Depois de eliminar os Estados Unidos nas oitavas de final com uma das suas melhores exibições no torneio, a Bélgica enfrenta agora o desafio mais difícil da sua Copa do Mundo de 2026. Os Diabos Vermelhos medem forças com a Espanha na sexta-feira, 10 de julho, no SoFi Stadium, em Los Angeles, com uma vaga nas semifinais em jogo - e a missão de deter uma seleção que ainda não sofreu um gol sequer na competição.
O técnico Rudi Garcia chega ao confronto com o elenco praticamente definido e sem problemas disciplinares ou de saúde relevantes a reportar. A confiança no grupo é alta, mas a análise tática exige seriedade: a Espanha não é apenas favorita neste duelo - é uma das seleções mais bem construídas do torneio, com uma coesão coletiva difícil de desmontar. Para quem acompanha o futebol europeu de perto, vale a pena veja detalhes sobre a tabela da Premier League 2026/27, onde muitos dos protagonistas desta partida voltarão a se enfrentar em breve nos clubes.
A grande dúvida de Garcia: De Bruyne titular ou reserva?
A principal indefinição de Rudi Garcia gira em torno de Kevin De Bruyne. O veterano armador, peça central da identidade belga durante anos, disputa uma vaga no meio-campo com Hans Vanaken. Tielemans e Raskin parecem garantidos no setor, e a questão é se há espaço para De Bruyne ao lado dos dois - ou se Vanaken oferece um equilíbrio mais adequado ao plano de jogo diante de uma Espanha que pressiona alto e recupera a bola com velocidade impressionante.
A segunda dúvida está no ataque. Na ponta esquerda, Jérémy Doku e Dodi Lukebakio brigam pela posição. Doku oferece drible e imprevisibilidade em velocidade; Lukebakio traz potência e chegada. Quem Garcia escalar dirá muito sobre como a Bélgica pretende encarar a pressão espanhola: buscando escapar pela velocidade ou suportando o peso do jogo e contra-atacando com força. Charles De Ketelaere e Leandro Trossard, ambos em boa fase após as oitavas, devem manter seus lugares no trio ofensivo.

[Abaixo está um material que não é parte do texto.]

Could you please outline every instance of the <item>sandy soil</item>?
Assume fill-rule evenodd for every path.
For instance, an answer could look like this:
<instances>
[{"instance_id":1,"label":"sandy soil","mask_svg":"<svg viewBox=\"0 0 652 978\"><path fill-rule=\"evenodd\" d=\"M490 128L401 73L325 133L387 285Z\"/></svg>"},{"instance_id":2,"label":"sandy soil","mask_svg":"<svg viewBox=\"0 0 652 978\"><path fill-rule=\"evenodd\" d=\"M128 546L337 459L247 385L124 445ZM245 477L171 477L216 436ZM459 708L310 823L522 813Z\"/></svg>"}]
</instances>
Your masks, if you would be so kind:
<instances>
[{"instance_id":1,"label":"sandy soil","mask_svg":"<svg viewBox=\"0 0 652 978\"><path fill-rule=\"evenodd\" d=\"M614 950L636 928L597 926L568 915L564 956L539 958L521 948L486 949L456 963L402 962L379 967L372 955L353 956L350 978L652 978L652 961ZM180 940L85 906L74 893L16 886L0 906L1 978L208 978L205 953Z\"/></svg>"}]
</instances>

Courtois lidera uma defesa com tarefa hercúlea
Entre os postos sem discussão, o gol é o mais óbvio. Thibaut Courtois será o guardião belga, como tem sido ao longo de toda a competição. Sua experiência e estatura são ativos fundamentais diante de um ataque espanhol que combina talento jovem e eficiência clínica. Na linha de quatro à frente dele, a expectativa é que Timothy Castagne, Zeno Ngoy, Brandon Mechele e Maxim De Cuyper formem o quarteto defensivo.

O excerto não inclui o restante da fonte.